Liebesleid und Liebestod in den pathetisch-opulenten Videos – auch da gibt es Parallelen. Marina Abramovic lebte, liebte, arbeitete jahrelang symbiotisch mit ihrem Partner Ulay, doch die Beziehung zerbrach – Abramovic fast mit ihr.
Marina Abramovic, Performancekünstlerin
"Ich bin fast wegen der Liebe gestorben. Ich habe ihn so sehr geliebt. Als die Beziehung zerbrach konnte ich nicht essen, nicht schlafen, ich war krank. Ich habe im Supermarkt geweint, im Taxi. Es war unmöglich. Sieben Jahre ging das so. Ich verstehe, dass man an Liebe sterben kann."
Maria Callas‘ große Liebe war der schwerreiche Reeder Aristoteles Onassis. Als er sie verlässt, bricht ihr das Herz.
In der Inszenierung symbolisiert Hollywood-Star Willem Dafoe den Bad Boy, er tötet die Callas, immer und immer wieder.

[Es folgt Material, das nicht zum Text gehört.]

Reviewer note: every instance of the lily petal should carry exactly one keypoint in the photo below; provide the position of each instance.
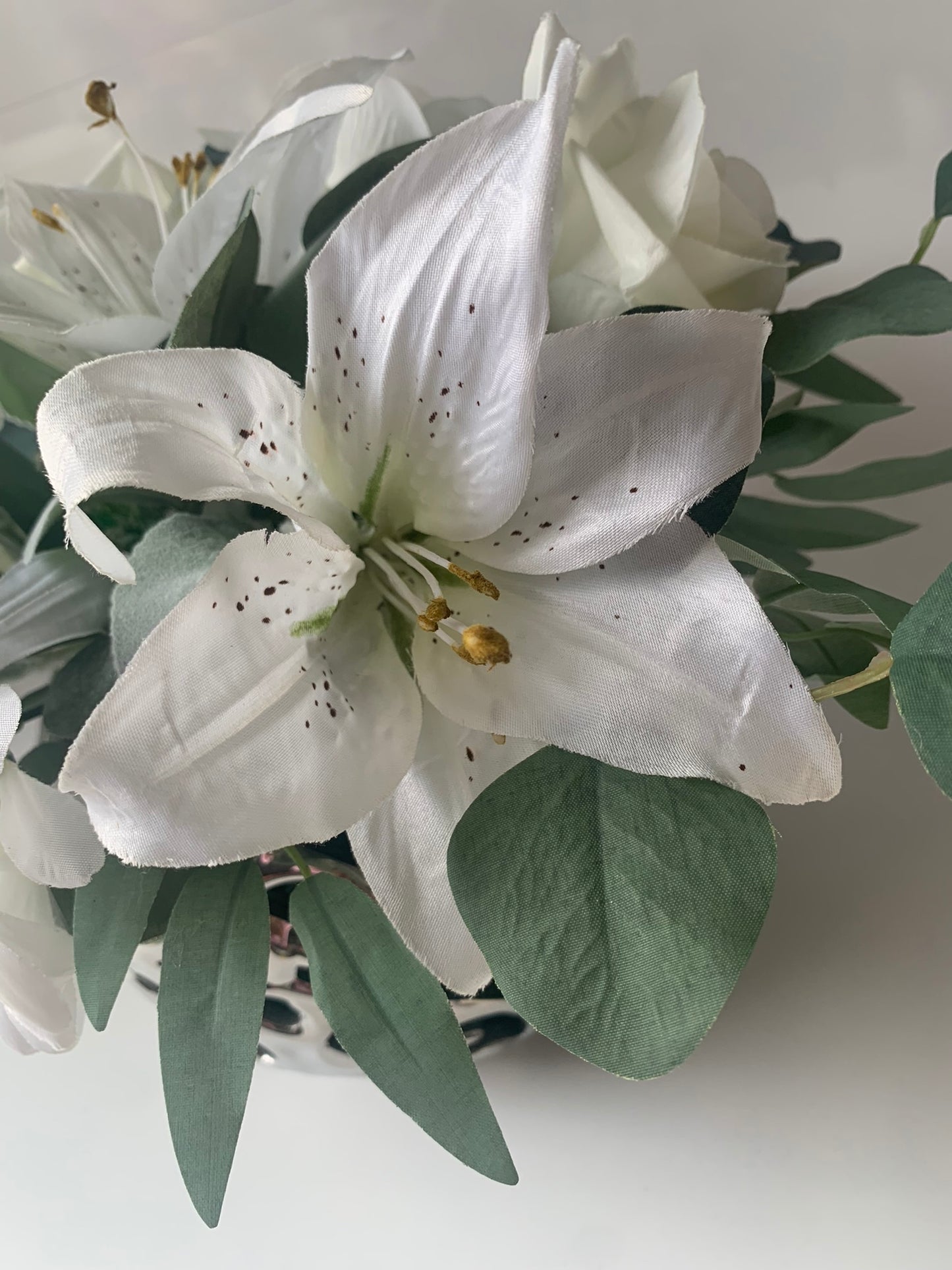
(227, 734)
(401, 846)
(206, 423)
(46, 834)
(659, 662)
(50, 600)
(426, 314)
(636, 419)
(302, 123)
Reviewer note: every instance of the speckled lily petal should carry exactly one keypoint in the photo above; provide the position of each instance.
(659, 662)
(401, 846)
(426, 314)
(227, 734)
(206, 423)
(636, 419)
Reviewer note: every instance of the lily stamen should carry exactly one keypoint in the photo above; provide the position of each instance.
(472, 578)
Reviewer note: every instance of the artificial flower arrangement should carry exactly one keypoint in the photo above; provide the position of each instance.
(401, 453)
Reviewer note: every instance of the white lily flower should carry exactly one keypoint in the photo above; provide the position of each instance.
(649, 215)
(45, 840)
(97, 274)
(441, 432)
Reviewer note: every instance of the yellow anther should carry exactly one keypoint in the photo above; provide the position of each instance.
(46, 219)
(484, 645)
(99, 100)
(476, 581)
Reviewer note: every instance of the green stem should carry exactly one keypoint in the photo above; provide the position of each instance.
(878, 670)
(306, 871)
(926, 238)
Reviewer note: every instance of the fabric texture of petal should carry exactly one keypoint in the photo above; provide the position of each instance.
(659, 661)
(401, 846)
(636, 419)
(229, 734)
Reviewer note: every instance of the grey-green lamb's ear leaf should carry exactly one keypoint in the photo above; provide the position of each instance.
(800, 437)
(78, 689)
(215, 314)
(777, 527)
(51, 600)
(837, 379)
(616, 911)
(922, 678)
(943, 188)
(24, 382)
(211, 1000)
(805, 256)
(108, 920)
(171, 560)
(909, 300)
(394, 1020)
(882, 479)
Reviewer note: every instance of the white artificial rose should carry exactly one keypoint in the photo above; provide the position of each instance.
(649, 216)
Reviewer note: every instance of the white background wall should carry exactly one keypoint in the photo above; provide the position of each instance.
(812, 1128)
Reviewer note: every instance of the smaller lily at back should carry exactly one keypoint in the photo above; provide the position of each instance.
(490, 553)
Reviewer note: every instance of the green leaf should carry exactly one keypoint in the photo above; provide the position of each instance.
(394, 1020)
(108, 920)
(333, 208)
(24, 382)
(909, 300)
(215, 314)
(882, 479)
(171, 560)
(78, 689)
(800, 437)
(211, 1000)
(922, 678)
(278, 327)
(942, 204)
(805, 256)
(615, 909)
(776, 527)
(714, 511)
(843, 382)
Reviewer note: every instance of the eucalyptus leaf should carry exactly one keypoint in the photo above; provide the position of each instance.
(24, 382)
(215, 314)
(615, 909)
(714, 511)
(53, 598)
(800, 437)
(394, 1020)
(278, 328)
(922, 678)
(837, 379)
(171, 560)
(211, 1000)
(777, 527)
(805, 256)
(942, 204)
(882, 479)
(909, 300)
(78, 689)
(108, 920)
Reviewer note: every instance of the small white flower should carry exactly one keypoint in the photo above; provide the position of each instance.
(650, 216)
(45, 841)
(107, 268)
(441, 434)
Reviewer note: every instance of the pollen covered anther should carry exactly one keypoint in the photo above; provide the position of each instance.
(476, 581)
(484, 645)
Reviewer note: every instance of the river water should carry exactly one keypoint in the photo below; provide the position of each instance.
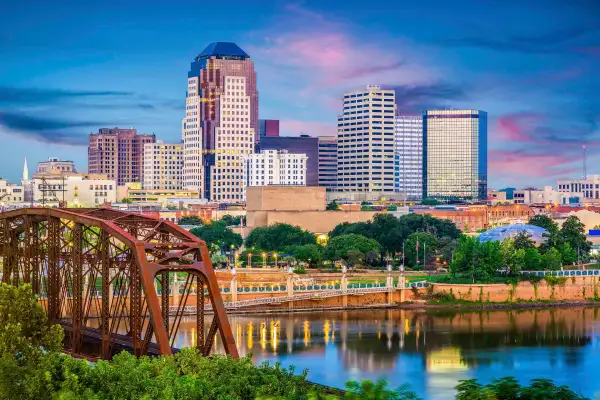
(428, 349)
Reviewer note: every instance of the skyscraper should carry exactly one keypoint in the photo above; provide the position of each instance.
(366, 140)
(118, 153)
(455, 155)
(328, 162)
(221, 122)
(408, 161)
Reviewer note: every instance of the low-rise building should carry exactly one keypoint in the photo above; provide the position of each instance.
(275, 167)
(11, 194)
(55, 164)
(73, 190)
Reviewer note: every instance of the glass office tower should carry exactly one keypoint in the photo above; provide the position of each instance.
(455, 155)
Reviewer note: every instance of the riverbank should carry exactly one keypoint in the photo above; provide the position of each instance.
(449, 305)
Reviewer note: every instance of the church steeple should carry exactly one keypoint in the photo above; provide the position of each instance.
(25, 171)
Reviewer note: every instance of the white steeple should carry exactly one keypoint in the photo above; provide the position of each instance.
(25, 171)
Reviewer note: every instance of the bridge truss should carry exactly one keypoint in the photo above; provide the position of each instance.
(96, 272)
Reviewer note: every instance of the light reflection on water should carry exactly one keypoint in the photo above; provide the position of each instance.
(430, 350)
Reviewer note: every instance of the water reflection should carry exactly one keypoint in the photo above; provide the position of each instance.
(430, 350)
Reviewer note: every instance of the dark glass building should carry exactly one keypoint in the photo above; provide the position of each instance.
(302, 144)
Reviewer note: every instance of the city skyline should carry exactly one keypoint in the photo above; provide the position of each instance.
(536, 77)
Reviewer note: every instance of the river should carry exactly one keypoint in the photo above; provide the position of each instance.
(430, 350)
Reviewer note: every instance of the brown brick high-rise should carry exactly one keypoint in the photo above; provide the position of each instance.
(118, 153)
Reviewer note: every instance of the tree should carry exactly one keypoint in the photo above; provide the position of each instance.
(419, 248)
(333, 206)
(523, 241)
(532, 260)
(551, 260)
(553, 236)
(310, 253)
(217, 234)
(25, 340)
(350, 248)
(279, 237)
(232, 221)
(190, 220)
(573, 233)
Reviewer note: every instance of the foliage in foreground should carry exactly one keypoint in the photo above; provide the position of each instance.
(32, 367)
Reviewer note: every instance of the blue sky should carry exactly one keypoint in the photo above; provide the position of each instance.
(68, 68)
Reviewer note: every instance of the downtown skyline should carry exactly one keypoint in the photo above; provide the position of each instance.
(536, 77)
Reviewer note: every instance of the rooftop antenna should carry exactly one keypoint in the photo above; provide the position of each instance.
(584, 163)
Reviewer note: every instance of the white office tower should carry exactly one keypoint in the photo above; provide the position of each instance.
(408, 177)
(273, 167)
(366, 141)
(163, 166)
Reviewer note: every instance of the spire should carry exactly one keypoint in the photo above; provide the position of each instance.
(25, 171)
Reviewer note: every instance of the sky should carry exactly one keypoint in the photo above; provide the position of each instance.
(68, 68)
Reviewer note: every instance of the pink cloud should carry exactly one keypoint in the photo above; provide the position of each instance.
(516, 127)
(520, 164)
(296, 127)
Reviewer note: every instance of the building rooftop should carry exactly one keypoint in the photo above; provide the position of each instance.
(223, 50)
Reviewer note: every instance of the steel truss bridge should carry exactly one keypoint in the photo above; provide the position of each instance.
(68, 255)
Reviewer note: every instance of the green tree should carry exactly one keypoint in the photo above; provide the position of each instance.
(25, 340)
(419, 248)
(430, 202)
(279, 237)
(348, 247)
(310, 253)
(551, 260)
(523, 241)
(231, 220)
(190, 220)
(217, 234)
(553, 237)
(533, 260)
(333, 206)
(573, 233)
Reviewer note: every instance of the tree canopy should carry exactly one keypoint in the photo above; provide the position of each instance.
(352, 248)
(279, 237)
(217, 234)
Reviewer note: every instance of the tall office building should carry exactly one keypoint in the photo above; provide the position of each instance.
(455, 155)
(273, 167)
(163, 166)
(366, 140)
(221, 122)
(328, 162)
(118, 153)
(408, 159)
(302, 144)
(269, 127)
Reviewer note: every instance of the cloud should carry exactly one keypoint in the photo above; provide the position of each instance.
(54, 131)
(417, 98)
(557, 41)
(296, 127)
(15, 96)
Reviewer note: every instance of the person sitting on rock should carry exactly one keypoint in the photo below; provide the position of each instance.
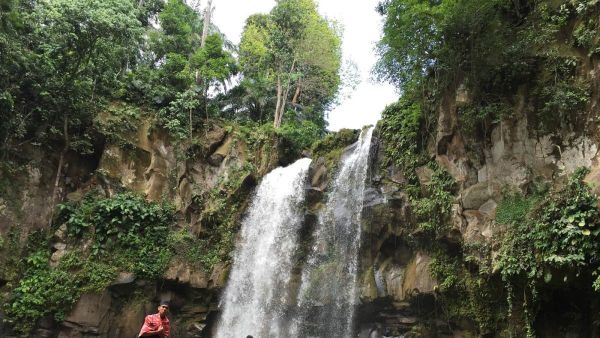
(157, 325)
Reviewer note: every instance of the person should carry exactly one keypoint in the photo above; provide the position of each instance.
(157, 325)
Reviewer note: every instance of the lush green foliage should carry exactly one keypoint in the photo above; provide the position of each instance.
(65, 63)
(294, 54)
(468, 294)
(126, 233)
(221, 207)
(561, 234)
(403, 130)
(493, 49)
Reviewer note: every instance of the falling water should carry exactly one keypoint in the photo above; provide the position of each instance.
(257, 294)
(328, 294)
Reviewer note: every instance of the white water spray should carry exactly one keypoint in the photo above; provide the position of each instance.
(329, 294)
(257, 293)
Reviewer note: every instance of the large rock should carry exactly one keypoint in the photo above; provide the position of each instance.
(88, 317)
(213, 139)
(179, 272)
(418, 279)
(476, 195)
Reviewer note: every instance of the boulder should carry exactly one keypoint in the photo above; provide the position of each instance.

Maria Callas ließ ihre Bühnenlaufbahn schleifen für Onassis, hätte sich eine Familie gewünscht. Das unterscheidet Maria und Marina.
Marina Abramovic, Performancekünstlerin
"Das macht mich ärgerlich. So viele Leute sind unbegabt. Wenige sind wirklich talentiert, sie war eine davon. Wenn man so eine Gabe hat, muss man sich für sie opfern – daran glaube ich fest."
Dann verklingen die Arien – und Marina Abramovic steht auf.
Dann stirbt sie den letzten, den achten Tod dieser Inszenierung. Den der 1977 einsam verstorbenen Maria Callas. Der Tod als Weg ins Licht, nicht in die Finsternis.
Und wenn Sie Maria Callas treffen könnte?
Marina Abramovic, Performancekünstlerin
"Ich würde sie gerne umarmen und ihr bedingungslose Liebe geben. Liebe hat sie so sehr gebraucht."
Was bleibt von diesem Künstlerleben? Am Ende hört man die Diva singen. Ihre Stimme wird überdauern. Keine neue Erkenntnis, aber noch nie so bildgewaltig inszeniert.